How has the landscape of terrorism finance (and its disruption) changed over the past year? What have been the most significant incidents?
Terrorism financing, which had been somewhat contained, burst forth again with ISIS. The organization may have reached $1 billion in revenues in earlier years. They succeeded in co-opting banks and money changers in Syria and Iraq to handle the proceeds of oil sales, antiquities sales, kidnapping, assessed fees for internal transactions, and more. The United States led a significant effort to limit the ability of banks and money changers in the region to continue this practice. As a result, ISIS’s resources, along with its personnel, are diminished.
Where have successes and failures indicated a need to reassess approaches towards illicit financial flows? Is a shift in focus required?
What remains to be grasped is the congruity of mechanisms that support tax evasion and avoidance and therefore equally support corrupt, criminal, and terrorist flows. Western countries are acting under the illusion – or quite knowingly – that we can keep open the doors to tax evasion and avoidance bringing money from other countries that we do want, and at the same time close the doors to other money that we don’t want. This is not possible.
Who are the key players and organizations when it comes to disrupting flows? Should the drive come from policy or industry?
We need to take a lesson from the Panama papers. Governments need to mandate greater transparency in ownership of entities and in movements of funds. Banks need to take a much harder line toward incoming deposits that are not patently clear as to origin and legitimacy. We have to get beyond the notion that money is good until proven bad or that any explanation of the origin of funds is acceptable no matter how far-fetched. We need to be proactive up front in curtailing suspect money.
What are the likely implications of the Trump presidency for illicit financial flows?
We have every reason to fear a weakening of Sarbanes-Oxley, FATCA, the Foreign Corrupt Practices Act, and more. There is some hope that we might see action on identifying the beneficial owners of entities.
What key issues are you most looking forward to seeing discussed at the Chatham House Illicit Financial Flows conference?
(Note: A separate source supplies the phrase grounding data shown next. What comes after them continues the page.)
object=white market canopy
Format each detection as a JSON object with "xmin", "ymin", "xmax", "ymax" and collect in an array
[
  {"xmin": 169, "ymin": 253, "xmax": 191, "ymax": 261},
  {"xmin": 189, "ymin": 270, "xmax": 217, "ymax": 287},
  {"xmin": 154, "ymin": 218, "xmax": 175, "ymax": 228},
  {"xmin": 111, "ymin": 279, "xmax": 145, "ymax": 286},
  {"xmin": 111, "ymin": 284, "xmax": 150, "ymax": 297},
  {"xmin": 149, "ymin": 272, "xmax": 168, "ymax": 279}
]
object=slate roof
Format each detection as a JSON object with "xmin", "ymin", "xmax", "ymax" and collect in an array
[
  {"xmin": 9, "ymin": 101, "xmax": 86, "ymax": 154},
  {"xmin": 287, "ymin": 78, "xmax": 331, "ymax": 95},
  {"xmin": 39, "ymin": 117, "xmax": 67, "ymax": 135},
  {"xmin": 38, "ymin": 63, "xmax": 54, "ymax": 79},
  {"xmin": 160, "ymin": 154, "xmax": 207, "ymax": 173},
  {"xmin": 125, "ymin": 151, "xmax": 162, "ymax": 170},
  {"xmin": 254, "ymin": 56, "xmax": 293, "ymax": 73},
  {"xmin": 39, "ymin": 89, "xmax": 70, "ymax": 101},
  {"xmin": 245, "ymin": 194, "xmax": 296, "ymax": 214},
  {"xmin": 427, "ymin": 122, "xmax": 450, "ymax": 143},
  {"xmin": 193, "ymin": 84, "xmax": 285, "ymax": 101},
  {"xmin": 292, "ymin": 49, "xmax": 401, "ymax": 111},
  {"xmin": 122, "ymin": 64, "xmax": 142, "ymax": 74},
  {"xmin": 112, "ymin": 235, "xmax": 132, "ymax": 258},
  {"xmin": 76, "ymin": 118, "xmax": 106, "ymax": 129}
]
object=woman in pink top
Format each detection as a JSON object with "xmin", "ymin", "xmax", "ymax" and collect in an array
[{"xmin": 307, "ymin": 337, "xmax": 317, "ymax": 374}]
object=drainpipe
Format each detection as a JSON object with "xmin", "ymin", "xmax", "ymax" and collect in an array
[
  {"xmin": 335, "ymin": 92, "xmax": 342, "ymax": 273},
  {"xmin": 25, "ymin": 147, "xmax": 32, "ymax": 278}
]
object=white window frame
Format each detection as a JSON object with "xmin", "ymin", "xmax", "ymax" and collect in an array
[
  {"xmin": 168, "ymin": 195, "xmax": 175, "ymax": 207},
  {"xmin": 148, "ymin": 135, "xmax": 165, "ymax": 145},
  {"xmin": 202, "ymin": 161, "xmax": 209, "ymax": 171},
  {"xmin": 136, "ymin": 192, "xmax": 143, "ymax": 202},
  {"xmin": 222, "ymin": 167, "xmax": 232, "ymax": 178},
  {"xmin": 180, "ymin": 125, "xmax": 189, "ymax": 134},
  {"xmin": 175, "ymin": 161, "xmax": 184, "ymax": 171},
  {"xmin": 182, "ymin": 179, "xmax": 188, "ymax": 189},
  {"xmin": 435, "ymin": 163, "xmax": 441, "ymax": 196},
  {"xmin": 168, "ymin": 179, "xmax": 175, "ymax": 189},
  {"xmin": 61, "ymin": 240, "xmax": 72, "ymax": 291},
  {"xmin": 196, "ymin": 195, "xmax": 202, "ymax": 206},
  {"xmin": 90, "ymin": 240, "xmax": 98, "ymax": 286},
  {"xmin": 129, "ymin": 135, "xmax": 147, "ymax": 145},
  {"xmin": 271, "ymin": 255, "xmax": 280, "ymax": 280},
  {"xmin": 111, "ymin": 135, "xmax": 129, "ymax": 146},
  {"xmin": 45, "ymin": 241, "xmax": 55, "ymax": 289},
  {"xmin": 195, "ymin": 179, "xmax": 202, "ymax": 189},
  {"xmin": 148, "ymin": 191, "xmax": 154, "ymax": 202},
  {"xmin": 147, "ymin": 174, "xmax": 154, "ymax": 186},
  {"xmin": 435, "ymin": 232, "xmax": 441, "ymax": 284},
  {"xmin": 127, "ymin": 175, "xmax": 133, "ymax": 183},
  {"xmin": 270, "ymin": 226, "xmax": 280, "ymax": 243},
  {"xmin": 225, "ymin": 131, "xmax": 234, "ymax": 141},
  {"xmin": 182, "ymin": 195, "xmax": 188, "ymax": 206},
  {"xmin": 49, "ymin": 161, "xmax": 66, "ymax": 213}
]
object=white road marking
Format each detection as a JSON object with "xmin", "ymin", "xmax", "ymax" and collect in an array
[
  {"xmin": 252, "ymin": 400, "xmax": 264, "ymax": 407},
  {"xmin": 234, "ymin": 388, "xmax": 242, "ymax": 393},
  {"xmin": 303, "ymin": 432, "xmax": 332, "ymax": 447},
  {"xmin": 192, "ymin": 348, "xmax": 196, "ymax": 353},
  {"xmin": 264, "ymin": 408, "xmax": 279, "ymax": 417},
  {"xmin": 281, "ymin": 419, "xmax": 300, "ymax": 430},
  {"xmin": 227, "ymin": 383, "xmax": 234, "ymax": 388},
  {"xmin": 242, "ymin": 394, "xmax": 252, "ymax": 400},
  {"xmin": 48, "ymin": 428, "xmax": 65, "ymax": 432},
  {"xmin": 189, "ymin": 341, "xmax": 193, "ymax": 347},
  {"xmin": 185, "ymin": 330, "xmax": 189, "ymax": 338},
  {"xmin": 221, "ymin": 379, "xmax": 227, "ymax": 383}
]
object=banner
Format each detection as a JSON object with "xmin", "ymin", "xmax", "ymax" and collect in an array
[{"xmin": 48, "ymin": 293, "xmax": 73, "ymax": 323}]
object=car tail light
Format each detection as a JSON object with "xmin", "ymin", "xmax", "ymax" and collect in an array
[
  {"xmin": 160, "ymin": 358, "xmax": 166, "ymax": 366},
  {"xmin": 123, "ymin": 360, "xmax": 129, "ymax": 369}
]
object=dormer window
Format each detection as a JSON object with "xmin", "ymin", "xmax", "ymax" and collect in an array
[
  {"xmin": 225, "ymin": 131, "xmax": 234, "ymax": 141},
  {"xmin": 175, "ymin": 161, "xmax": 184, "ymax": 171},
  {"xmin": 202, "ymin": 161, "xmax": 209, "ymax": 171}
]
I want us to come away with an understanding that we are dealing with a systemic problem, not a law enforcement problem. Law enforcement within a legal system that is riddled with holes will not work. We have been engaged in anti-money laundering efforts for 30 years and yet money laundering is growing. We have been engaged in a spirited fight against drugs for 40 years and yet drug prices have not risen nor drug availability fallen. We are deeply concerned about human trafficking, illegal fishing, decimation of herds of animals, counterfeiting, environmental crimes, and more, and yet we are not succeeding in reducing any of these realities. Success will come only when we take a different approach to the problems – a systemic approach focused on the money.
*Please note that the views expressed above are of the speaker and not of Chatham House.